So it was Roberto Firmino’s strike on Saturday, even though it came in the first half. That’s how withdrawn Tottenham Hotspur were. That’s how they succumbed to the same pain everyone else does. And that’s what raises the question. This happens to almost every club facing Liverpool, but it shouldn’t happen to almost every manager – especially not one of such a stature and such a price as Mourinho.
A manager of his prestige and proven psychological work should be capable of disrupting this mindset, of emboldening his own players. Instead, the initial approach actually played into this fear. It was so defensively deep that it only served to make Liverpool seem all the more intimidating. It was, in truth, small-team football.
It was also all the more self-defeating given how Spurs’s relatively rudimentary attacking started to puncture a few holes in Liverpool in the last 10 minutes. Mourinho of course came out to defend this approach after the game, while only bolstering the point.
“If we try to play the way we did in the last 20 minutes from the start, I think we would collapse,” the Portuguese said. “We are speaking about probably the best team in the world. They are in a condition to play a big FA Cup match with the second team and we are a team in difficulties.”
Some of this is undeniably true, but so much of it is so classically Mourinho – right down to the spoiling game, which this Liverpool were just too good for.
And that’s kind of the issue. It was supposed to be a newer Mourinho, with new approaches. It is a little disconcerting just how many of the old issues have resurfaced, right down to Tottenham’s Mauricio Pochettino form.

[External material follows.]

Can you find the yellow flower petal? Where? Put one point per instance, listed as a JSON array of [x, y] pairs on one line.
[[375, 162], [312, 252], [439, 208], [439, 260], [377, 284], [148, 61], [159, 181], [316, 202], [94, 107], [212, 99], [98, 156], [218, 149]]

That alone illustrates that a lot of this isn’t Mourinho’s fault, especially given the injuries, but so much of it seems avoidable.

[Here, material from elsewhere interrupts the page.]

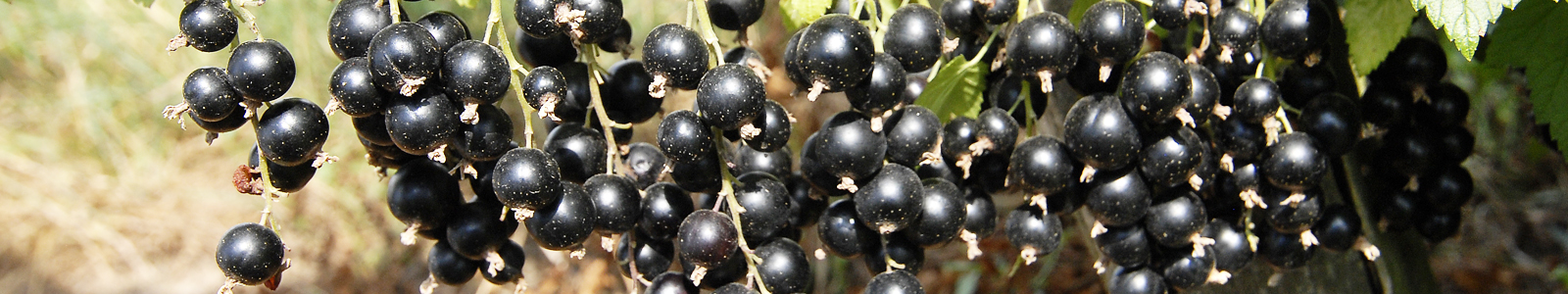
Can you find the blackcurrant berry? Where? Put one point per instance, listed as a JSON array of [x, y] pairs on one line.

The pieces already seem set for potentially edgy talks over transfers, and Spurs will be one of the window’s more interesting clubs. Mourinho had made it clear what he needs. He wants two strikers, for a start. There’s been the indirect criticism of players in the media and conspicuous substitutions. Mourinho then spent much of his post-game press conference talking about defensive throw-ins, how much he’d worked on them in the last week, and how that ultimately let them down against Liverpool.
Well what about working on actually constructive attacking patterns? This is what it keeps coming back to, which means the ball keeps going back to the opposition. What has Mourinho tangibly improved so far? What has the effect been?
There hasn’t been all that much, even allowing for many caveats. There hasn’t been enough to dispel the suspicion that Daniel Levy was seduced by the idea of Mourinho as a big name, and what his appointment represented for the club, rather than what he is currently doing as a coach.
He assured everyone on taking the job that he had evolved. We haven’t seen much evidence of that yet. We’ve only seen the same old themes – and another Liverpool win.